Réponse du Ministère de l'agriculture et de l'alimentation

publiée dans le JO Sénat du 08/08/2019 - page 4210

Les services du ministère de l'agriculture et de l'alimentation sont mobilisés pour que puissent s'appliquer rapidement, dans un cadre réglementaire sécurisé, les dispositions prévues par la loi. Le service d'inspection vétérinaire et phytosanitaire aux frontières déploie d'ores et déjà un plan de surveillance des produits d'origine animale importés sur le territoire français.

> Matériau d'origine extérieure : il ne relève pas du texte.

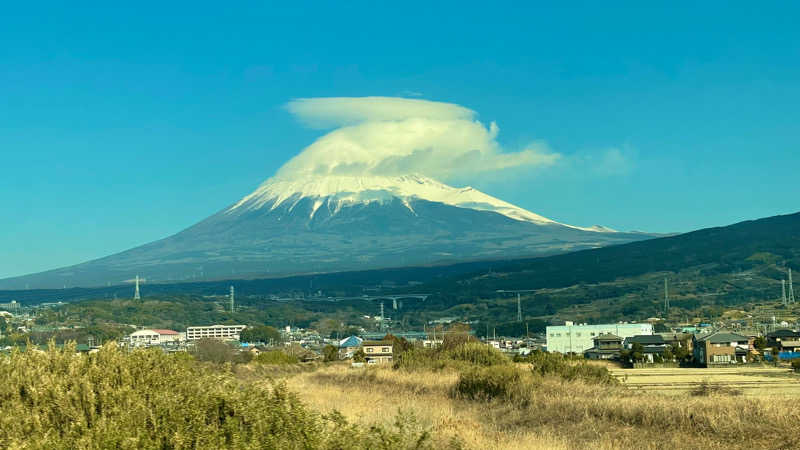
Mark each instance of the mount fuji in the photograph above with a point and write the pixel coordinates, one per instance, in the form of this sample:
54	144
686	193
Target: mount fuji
319	224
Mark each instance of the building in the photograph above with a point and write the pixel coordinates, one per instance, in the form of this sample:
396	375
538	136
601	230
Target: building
652	345
146	338
721	347
571	338
348	346
606	346
377	351
784	340
222	332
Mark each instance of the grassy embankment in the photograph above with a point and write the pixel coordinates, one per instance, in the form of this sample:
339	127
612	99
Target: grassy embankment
547	403
464	395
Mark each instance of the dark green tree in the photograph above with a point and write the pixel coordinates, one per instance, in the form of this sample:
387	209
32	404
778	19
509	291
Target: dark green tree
330	353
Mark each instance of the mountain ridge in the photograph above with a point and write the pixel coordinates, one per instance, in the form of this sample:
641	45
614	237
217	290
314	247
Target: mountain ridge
334	224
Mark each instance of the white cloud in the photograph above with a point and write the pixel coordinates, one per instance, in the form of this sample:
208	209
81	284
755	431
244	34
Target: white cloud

La recherche de résidus de produits chimiques et de substances interdites est notamment ciblée dans le cadre de ce plan. Ce dispositif aux frontières sera renforcé en 2020, en augmentant le nombre d'échantillonnages des lots importés et en élargissant la liste des substances recherchées. De plus, des mesures de contrôle orientés ou renforcés peuvent être prises sur certains couples produits/origines, en fonction des alertes sanitaires en cours dans les pays tiers. Les produits d'origine végétale sont également concernés par des contrôles mis en œuvre par la direction générale de la consommation, de la concurrence et de la répression des fraudes (DGCCRF). Le suivi de l'application de l'article 44 de la loi EGALIM doit s'inscrire dans une réflexion globale sur les conditions d'importation. L'opportunité de la création d'un comité de suivi réunissant la DGCCRF, la direction générale de l'alimentation, l'agence nationale de sécurité sanitaire de l'alimentation, de l'environnement et du travail et les organisations agricoles est en cours d'évaluation par le Gouvernement. Par ailleurs, les autorités françaises continuent de porter le projet de création d'un observatoire européen des risques sanitaires, afin que toutes les données des États membres soient rassemblées dans une même base permettant de déclencher des alertes et/ou d'orienter les contrôles au niveau de l'Union européenne sur les produits importés.  Enfin, dans le cadre des négociations en cours, le Gouvernement a appelé la Commission européenne à mettre rapidement en œuvre l'article 118 du règlement (UE) 2019/6 sur les médicaments vétérinaires. Cette disposition établit l'interdiction d'utilisation de certains antimicrobiens ou de certains usages (promoteurs de croissance) pour les produits animaux ou animaux exportés depuis les pays tiers. Son application permettra de concourir à la garantie de l'équité des conditions de concurrence entre les producteurs de l'Union européenne et ceux des pays tiers.